And so if I’m reading this collection as a twenty-first-century reader who actually enjoys poetry for all the aesthetic qualities that the Dadaists resisted – even while largely agreeing with their anti-war protests – then it’s just a jumbled mess of a slog. But if I’m reading it with the understanding of why the poetry was written and what it was trying to react against, then I admire the social and political stances it takes (by not taking any stances at all). I also suggest that Tzara, as a poet, is at his best when he moves away from Dada protest antics and just WRITES – specifically, when he composes elegies (“The Death of Guillaume Apollinaire” is the most moving in the collection because Tzara largely drops the schtick) and odes (the ones for Lorca and Desnos are equally powerful).
The best part of the collection may have been the afterword, cleverly titled “My Heart Belong to Dada,” by translator Lee Harwood. It’s one of the most succinct summaries of the movement I have read. I preferred it to most of the poetry, really.
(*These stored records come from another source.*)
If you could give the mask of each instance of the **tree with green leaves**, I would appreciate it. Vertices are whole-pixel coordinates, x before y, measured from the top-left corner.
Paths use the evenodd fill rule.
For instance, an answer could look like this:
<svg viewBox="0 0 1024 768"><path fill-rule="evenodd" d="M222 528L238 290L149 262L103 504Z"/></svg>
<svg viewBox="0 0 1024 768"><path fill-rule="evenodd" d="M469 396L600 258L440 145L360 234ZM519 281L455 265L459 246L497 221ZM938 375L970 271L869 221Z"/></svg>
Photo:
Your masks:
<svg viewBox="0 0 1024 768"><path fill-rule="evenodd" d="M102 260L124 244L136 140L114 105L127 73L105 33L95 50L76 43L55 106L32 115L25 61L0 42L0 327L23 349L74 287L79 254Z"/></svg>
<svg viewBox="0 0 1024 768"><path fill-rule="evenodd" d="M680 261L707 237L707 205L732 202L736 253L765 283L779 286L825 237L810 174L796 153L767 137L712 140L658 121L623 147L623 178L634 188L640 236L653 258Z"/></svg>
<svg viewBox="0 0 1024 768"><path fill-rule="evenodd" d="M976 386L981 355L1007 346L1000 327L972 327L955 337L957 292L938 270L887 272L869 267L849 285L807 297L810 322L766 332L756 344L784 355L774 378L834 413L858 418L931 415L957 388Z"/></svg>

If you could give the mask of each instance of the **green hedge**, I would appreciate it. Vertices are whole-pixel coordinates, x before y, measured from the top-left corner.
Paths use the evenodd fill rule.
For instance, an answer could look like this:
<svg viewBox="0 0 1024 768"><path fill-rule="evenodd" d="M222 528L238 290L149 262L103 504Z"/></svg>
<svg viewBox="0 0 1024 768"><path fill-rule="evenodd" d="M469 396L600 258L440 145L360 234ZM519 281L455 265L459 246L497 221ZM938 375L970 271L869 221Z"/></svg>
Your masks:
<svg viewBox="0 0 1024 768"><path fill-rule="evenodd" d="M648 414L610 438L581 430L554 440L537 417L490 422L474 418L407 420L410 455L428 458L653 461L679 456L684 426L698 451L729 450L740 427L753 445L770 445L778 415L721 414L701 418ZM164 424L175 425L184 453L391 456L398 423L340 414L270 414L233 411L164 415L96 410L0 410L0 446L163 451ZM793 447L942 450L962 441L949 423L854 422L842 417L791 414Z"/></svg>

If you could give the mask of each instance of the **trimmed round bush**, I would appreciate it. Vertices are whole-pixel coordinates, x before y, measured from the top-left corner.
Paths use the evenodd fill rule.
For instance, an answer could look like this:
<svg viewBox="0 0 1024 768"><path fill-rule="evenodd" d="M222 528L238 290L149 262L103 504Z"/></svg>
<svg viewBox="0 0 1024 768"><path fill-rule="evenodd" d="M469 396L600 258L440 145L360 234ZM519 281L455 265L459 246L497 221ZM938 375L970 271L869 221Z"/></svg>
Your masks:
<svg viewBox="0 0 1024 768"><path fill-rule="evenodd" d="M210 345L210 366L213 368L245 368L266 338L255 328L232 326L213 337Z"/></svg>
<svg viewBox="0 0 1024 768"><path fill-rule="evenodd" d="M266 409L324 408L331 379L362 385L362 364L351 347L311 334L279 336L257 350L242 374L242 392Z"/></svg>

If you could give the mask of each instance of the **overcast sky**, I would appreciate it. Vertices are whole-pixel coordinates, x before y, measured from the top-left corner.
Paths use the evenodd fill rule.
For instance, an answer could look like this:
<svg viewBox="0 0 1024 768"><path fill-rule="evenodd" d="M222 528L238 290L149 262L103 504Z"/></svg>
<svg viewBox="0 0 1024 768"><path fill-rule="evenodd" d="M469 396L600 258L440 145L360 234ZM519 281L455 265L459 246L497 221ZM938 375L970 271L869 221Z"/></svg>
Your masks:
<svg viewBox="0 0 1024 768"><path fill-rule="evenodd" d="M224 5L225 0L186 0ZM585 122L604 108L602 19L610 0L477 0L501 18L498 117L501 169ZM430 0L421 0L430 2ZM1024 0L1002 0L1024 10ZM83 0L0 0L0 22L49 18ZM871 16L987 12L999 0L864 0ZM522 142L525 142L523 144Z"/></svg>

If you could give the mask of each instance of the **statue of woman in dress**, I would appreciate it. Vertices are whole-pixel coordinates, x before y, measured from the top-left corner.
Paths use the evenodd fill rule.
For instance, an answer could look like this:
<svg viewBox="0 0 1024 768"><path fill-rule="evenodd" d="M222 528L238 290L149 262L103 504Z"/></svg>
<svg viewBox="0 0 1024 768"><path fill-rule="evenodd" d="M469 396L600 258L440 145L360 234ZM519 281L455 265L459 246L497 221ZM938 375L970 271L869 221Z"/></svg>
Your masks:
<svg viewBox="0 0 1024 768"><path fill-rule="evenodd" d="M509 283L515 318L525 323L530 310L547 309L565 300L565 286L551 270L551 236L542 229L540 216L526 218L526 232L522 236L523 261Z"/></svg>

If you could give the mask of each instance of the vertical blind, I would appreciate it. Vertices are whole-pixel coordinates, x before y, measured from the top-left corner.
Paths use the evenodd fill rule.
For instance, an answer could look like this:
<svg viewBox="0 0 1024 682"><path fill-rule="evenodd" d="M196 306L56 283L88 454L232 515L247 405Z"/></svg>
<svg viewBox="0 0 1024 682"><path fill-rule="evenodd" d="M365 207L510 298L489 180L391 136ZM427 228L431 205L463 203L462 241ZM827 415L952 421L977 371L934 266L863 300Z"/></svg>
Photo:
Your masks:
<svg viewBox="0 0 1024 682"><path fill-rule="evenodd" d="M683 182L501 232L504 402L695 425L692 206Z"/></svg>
Lee Harwood's Introduction and Essay in this collection are good starting points to explore Dada. More a tendency or a shriek than a movement it was a shortlived anarchic backlash to the violence of the 1st World War with explosions of cross cultural events in a number of European cities and New York. It couldn't be a movement because that implies ideological order and inevitably the protagonists fell out with each other in promoting their own versions of poetry, music, chant, art, performance and graphics with an accent on the emotional rather than the rational flow. It reaches into the psyche where Freud and Jung delved. Whilst I find the poetry - and this volume includes a good cross section of Tristan Tzara's work - something of a freak show, its place and Dada's role in the cultural development of the 20th Century is evident. In Dada can be traced the origins of Surrealism and much else besides- the poetry of Breton, Aragon, Eluard and Gascoyne; the art of Magritte, Dali; the films of Bunuel; the Beat writers; the cut outs of William Burroughs and performance art of Bob Cobbing; the influence of African art and music on jazz; Andy Warhol and even the comedy of Monty Python. And what brought me to this book in the first place - the poetry of Lee Harwood.
The more playful the poet is the more I love their work. Tristan Tzara is the king of the playful poets. Nonsense writing on a grand scale that's fun to read out loud as well as seeing it on the printed page. My hero.
On a darker scale this is literature right after World War 1, where logic sort of got lost in the massive amounts of destruction and death. How does one make sense of the great lost in the early 20th Century. Tzara actually had an answer to all of that. DADA as well.
Harwood's essay on dada, included here, is useful and interesting. The poems themselves are mostly not my cup of tea. Some of the humor and nonsense words of dada are quite appealing, but the more usual surrealism of the poems mostly leaves me chilled, if not cold.
Sort of an uneven collection-- some of the very late poems in it are a bit dopey, and it bugged me that it wasn't bilingual. Most of the other boks by this press I've seen are! What's the deal!?